Ken Powell, CEO of General Mills, stated, “The challenge is that consumer values and interests around food are changing rapidly. We must accelerate our pace, but when we succeed, the rewards are substantial. This presents a genuine opportunity for business growth.” General Mills, known for brands like Progresso soup, Pillsbury dough, and Cheerios, has experienced declining sales in several key categories, particularly in yogurt, where Chobani surpassed Yoplait to become the leading brand in the U.S. General Mills, which derives approximately 13% of its revenue from yogurt, is undertaking a significant overhaul of 60% of its yogurt business to align with consumer preferences by introducing new Greek varieties, flavors, and organic options under its Annie’s and Liberté brands. The 151-year-old Minnesota company has also eliminated artificial flavors and colors from some cereals, a move that has resonated well with consumers but has not sufficiently reversed the 3% decline in U.S. retail cereal sales in the most recent quarter. Powell emphasized that the company is also focusing on gluten-free products, given the increasing consumer avoidance of gluten. “These initiatives have been very positive for us. Consumers are clear about their preferences, and we strive to address opportunities where we see growth,” Powell remarked at a panel discussing the food and beverage industry’s impact on the U.S. economy. “And it better taste good, as our nutritionists remind us—it’s only nutritious if it’s consumed.”
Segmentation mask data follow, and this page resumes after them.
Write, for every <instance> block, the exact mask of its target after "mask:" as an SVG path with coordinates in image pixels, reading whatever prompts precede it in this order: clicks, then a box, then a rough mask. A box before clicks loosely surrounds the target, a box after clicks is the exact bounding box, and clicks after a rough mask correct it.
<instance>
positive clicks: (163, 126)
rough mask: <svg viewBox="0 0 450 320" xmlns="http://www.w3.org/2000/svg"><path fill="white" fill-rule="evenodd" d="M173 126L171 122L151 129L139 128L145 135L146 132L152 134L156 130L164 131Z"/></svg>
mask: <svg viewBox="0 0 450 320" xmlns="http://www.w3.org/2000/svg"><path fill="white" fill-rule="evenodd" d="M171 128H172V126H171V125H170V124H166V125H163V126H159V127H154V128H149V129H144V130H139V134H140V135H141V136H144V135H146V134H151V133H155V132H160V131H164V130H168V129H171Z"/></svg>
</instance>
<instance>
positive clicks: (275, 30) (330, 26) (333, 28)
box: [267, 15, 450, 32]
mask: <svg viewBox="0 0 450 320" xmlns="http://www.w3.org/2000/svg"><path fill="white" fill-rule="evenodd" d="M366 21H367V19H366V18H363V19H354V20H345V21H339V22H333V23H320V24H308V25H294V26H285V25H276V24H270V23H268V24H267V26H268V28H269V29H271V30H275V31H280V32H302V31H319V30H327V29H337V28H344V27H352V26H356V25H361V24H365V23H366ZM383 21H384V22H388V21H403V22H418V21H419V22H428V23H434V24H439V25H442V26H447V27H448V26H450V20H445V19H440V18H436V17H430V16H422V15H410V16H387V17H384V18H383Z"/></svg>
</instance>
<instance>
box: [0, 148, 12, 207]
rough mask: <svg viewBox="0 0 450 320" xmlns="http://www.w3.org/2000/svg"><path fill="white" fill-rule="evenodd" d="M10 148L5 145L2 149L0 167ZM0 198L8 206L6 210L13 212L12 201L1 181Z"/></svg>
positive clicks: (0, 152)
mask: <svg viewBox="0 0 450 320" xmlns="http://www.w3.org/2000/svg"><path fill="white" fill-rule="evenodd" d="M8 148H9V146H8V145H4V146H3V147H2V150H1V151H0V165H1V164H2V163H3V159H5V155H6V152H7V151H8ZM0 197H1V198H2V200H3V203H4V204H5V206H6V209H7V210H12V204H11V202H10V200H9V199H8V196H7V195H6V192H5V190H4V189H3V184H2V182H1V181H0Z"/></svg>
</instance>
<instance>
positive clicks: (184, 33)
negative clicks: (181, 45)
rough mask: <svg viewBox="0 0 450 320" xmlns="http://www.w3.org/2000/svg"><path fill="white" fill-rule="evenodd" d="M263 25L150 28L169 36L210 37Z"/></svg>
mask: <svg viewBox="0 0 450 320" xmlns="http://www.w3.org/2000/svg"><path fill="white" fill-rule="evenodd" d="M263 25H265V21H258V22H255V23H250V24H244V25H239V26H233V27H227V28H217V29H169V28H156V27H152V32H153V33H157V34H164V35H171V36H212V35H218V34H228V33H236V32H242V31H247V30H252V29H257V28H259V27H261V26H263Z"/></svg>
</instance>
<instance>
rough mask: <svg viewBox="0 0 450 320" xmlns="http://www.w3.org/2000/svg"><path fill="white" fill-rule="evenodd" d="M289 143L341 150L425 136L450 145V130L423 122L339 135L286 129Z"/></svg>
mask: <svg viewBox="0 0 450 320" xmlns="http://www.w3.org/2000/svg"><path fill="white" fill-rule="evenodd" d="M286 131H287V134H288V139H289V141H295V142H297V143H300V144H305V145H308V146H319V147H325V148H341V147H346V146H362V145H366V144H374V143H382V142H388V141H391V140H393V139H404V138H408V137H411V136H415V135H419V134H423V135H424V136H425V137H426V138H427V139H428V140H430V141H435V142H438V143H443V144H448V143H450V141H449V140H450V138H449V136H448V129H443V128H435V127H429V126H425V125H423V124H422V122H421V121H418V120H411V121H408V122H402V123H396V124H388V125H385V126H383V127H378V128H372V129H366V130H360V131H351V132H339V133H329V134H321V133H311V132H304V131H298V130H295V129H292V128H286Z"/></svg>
Richard Smucker, chairman of J.M. Smucker, acknowledged the difficulty in keeping pace with consumer trends due to their rapid changes, making it challenging to distinguish between passing fads and significant trends worthy of investment. Smucker noted that, like many food companies, his organization has benefited from the rise of smaller, more agile competitors. This disruption is increasingly evident throughout the food industry, as legacy brands lose market share to trendy newcomers. For instance, Special K bars have seen a 39% decline in sales since 2011, while Kind Bars have captured 10% of the market within just five years. Smaller companies are challenging established brands by embracing contemporary flavor trends, superior ingredients, mission-driven branding, and niche offerings. In many cases, larger companies have opted to acquire these startups rather than compete directly. For example, General Mills acquired Annie’s, known for its mac and cheese, cereals, and yogurt, for $820 million three years ago.
In 2011, Smucker, the largest coffee producer in the U.S., purchased Café Bustelo, a coffee brand that has gained popularity among millennials. He mentioned that even as younger coffee drinkers gravitate towards brands perceived as trendy, this trend helps educate the public about the benefits of coffee, thereby drawing attention to the broader coffee industry, which ultimately benefits Smucker’s own brands. “Having startups and smaller companies in the industry is beneficial, even for the larger players, because if you pay attention to what they are doing, you can learn as well,” Smucker remarked. “We don’t create everything in-house. In fact, if they excel in a particular area, we might consider acquiring them.”